Tuesday, August 24, 2010

[jijsvmow] P not equal to NP proof idea

"If P=NP, then life is not worth living."

"Oh really?" I challenge:  What if P=NP because 3SAT is solvable by a polynomial time algorithm with exponent n, where n is the largest finite integer that has ever appeared in a serious mathematical proof, making Graham's number look minuscule.  Moreover, this bound is tight (big Theta); that is, this horrible yet polynomial algorithm is provably the fastest algorithm that can solve 3SAT.  Is life still not worth living then?  (There would still exist fortunes to be made and adventures to be had with fast approximate solutions to NP problems.)

But 3SAT (or perhaps some other NP complete problem) is just a simple-looking problem.  How could such a problem cause such huge but finite exponent?  There doesn't seem to be enough "rope", enough levers or buttons to push.  It's sort of the same feeling as the Busy Beaver problem; when only limited to a certain number of states, there is the maximum unary number a Turing Machine can emit.

So, instead of asking whether there is exists a polynomial time algorithm that will solve 3SAT, let's consider all polynomial time algorithms that will compute any "interesting" property on a general 3SAT instance, moreover, minimal algorithms: there exists no other algorithm with lower exponent that will calculate the same property.

Put an information theoretic bound on the property.  Otherwise, with more and more complicated properties, one could require arbitrarily complicated algorithms.

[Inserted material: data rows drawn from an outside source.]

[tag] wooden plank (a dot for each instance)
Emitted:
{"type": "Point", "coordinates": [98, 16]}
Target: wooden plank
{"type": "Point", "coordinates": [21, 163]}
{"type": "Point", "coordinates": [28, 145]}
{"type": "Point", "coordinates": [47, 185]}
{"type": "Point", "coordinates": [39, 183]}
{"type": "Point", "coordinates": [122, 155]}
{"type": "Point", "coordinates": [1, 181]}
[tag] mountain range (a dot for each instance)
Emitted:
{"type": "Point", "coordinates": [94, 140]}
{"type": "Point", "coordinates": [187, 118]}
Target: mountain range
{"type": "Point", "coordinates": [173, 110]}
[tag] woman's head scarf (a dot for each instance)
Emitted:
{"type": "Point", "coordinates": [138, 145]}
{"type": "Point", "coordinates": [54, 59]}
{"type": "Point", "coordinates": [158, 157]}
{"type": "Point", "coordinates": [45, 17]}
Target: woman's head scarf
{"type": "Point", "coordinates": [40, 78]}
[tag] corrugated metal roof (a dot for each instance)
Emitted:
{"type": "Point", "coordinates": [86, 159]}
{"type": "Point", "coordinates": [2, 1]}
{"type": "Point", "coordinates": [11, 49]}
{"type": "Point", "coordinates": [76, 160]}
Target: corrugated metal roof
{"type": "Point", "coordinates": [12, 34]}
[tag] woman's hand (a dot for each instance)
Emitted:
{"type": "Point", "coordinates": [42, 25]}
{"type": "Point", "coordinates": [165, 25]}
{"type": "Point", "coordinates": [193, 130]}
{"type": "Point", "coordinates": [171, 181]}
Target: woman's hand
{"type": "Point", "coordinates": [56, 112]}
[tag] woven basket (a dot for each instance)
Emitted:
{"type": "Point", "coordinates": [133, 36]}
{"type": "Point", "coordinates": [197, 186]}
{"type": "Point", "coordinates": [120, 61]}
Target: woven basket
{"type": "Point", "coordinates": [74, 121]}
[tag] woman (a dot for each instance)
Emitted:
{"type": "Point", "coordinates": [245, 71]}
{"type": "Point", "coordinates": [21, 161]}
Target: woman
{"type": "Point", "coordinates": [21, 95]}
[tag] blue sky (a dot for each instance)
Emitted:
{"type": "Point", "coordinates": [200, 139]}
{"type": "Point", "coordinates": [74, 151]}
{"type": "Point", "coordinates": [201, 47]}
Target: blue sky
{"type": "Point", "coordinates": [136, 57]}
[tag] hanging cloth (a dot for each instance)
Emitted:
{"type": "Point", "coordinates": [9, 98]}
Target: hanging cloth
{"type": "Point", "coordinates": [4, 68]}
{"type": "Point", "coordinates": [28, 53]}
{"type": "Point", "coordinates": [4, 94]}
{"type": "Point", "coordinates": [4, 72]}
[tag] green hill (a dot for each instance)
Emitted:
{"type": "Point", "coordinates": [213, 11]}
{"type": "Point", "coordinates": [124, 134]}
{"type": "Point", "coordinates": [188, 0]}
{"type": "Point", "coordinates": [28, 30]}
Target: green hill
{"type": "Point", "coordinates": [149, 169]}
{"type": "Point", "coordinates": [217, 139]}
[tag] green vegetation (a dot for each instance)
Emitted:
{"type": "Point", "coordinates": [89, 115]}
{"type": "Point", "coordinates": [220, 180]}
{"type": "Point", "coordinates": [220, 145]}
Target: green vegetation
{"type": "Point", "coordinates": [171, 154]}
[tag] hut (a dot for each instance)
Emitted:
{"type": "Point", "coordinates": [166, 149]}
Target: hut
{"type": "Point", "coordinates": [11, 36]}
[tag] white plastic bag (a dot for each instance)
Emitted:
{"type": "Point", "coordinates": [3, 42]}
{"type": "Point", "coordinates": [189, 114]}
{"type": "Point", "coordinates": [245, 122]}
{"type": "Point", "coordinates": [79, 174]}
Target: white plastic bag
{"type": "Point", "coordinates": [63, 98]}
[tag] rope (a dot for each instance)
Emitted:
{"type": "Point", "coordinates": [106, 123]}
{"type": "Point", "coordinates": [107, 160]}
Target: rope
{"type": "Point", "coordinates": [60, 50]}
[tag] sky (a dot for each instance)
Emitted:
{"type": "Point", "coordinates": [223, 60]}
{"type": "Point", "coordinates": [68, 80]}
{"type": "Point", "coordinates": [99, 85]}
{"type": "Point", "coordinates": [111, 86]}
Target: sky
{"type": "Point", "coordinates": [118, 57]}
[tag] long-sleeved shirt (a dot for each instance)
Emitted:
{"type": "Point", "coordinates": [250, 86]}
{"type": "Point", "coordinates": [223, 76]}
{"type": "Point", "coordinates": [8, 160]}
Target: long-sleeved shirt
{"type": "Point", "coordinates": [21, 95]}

Finally, among all these algorithms, what is the highest exponent achievable?  In other words, what is the largest big Theta algorithm that computes anything "interesting" about a 3SAT instance?  If such a bound exists, then it becomes less likely that P=NP, because we could enumerate, maybe(?), all algorithms less than that bound and see if any of them solve 3SAT.  If no such bound exists, then this proof idea seems useless.

Taking a wild stab in the dark, perhaps the highest exponent algorithm computes whether a given instance of 3SAT is isomorphic (in some way) to the Fischer-Griess Monster group, with exponent equal to the huge order of the Monster group.  But beyond the Monster group, there are no more complicated "simple" questions, so it's the end of the line.